Hukum Jual Beli Valuta Asing
Klasifikasi
- Jual Beli << Muamalah << Fikih
- Transaksi Keuangan << Muamalah << Fikih
- Fatwa Umum << Fatwa << Fikih
Full Description
Hukum Jual Beli Valuta Asing
(Valas)
﴿ حكم المتاجرة بالعملة ﴾
] Indonesia – Indonesian – [ إندونيسي
Syaikh Muhammad al-Utsaimin - rahimahullah
Syaikh Abdullah bin Jibrin - rahimahullah
Terjemah :Muhammad Iqbal A.Gazali
Editor : Eko Haryanto Abu Ziyad
2010 - 1431
﴿ حكم المتاجرة بالعملة ﴾
« باللغة الإندونيسية »
الشيخ محمد بن صالح العثيمين – رحمه الله
الشيخ عبد الله بن جبرين - رحمه الله
ترجمة: محمد إقبال أحمد غزالي
مراجعة: أبو زياد إيكو هاريانتو
2010 - 1431
بسم الله الرحمن الرحيم
Hukum Jual Beli Valuta Asing
(Valas)
Syaikh Muhammad al-Utsaimin - rahimahullah
Syaikh Abdullah bin Jibrin - rahimahullah
Pertanyaan (1): Apakah hukumnya membeli valuta asing dan menjualnya saat harganya tinggi? Berilah jawaban kepada kami, semoga Allah subhanahu wa ta'ala membalas kebaikanmu.

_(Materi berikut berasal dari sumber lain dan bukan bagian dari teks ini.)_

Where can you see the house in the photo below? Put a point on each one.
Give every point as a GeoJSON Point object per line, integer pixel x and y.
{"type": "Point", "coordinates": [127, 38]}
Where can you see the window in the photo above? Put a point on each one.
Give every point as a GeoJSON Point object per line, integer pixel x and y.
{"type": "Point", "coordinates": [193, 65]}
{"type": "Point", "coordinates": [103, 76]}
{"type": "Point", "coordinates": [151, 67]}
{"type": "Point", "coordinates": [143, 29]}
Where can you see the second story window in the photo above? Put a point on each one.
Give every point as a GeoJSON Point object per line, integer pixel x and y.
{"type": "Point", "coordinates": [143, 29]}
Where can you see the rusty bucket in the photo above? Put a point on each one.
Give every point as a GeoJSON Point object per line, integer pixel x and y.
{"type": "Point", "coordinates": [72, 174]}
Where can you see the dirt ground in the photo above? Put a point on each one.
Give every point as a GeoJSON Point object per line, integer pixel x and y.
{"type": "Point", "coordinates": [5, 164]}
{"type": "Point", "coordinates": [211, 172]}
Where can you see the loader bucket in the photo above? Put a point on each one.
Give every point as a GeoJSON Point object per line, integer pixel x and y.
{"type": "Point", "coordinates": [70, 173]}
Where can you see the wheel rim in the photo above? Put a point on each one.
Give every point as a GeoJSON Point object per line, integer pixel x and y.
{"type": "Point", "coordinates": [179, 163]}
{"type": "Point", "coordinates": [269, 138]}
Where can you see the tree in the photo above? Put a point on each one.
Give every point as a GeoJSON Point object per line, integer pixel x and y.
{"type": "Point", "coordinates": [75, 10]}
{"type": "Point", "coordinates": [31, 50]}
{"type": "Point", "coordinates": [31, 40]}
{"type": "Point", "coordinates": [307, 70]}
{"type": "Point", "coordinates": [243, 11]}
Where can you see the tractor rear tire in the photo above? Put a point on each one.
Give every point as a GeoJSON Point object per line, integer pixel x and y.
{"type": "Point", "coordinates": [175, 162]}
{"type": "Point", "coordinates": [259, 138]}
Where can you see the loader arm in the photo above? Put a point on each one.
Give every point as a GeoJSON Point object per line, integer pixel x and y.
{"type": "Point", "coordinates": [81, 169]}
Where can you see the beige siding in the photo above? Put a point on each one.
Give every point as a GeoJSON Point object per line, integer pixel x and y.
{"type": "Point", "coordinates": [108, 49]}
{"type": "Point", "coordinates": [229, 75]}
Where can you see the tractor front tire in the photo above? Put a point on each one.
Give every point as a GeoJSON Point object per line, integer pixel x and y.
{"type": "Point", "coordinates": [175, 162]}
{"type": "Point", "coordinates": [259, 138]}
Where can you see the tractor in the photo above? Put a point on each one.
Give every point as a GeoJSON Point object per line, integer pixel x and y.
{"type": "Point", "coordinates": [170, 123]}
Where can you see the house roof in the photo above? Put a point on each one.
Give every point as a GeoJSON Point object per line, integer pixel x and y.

Jawaban (1): Melakukan transaksi jual beli valuta asing di namakan sharf (penukaran mata uang), dan sharf ini harus dilakukan secara taqabuth (serah terima secara langsung) di tempat aqad. Maka apabila telah terjadi taqabuth di tempat aqad maka hal itu tidak apa-apa. Artinya bahwa jika seseorang menukarkan mata uang Saudi dengan dolar Amerika maka tidak mengapa dengan hal ini, sekalipun ia ingin mendapatkan keuntungan di masa akan datang, akan tetapi dengan syarat bahwa ia mengambil dolar yang dibeli dan memberikan dirham Saudi yang dijual secara langsung. Adapun jual beli tanpa qabadh (serah terima) maka hal itu tidak sah, dan ia termasuk riba nasi`ah (bertempo).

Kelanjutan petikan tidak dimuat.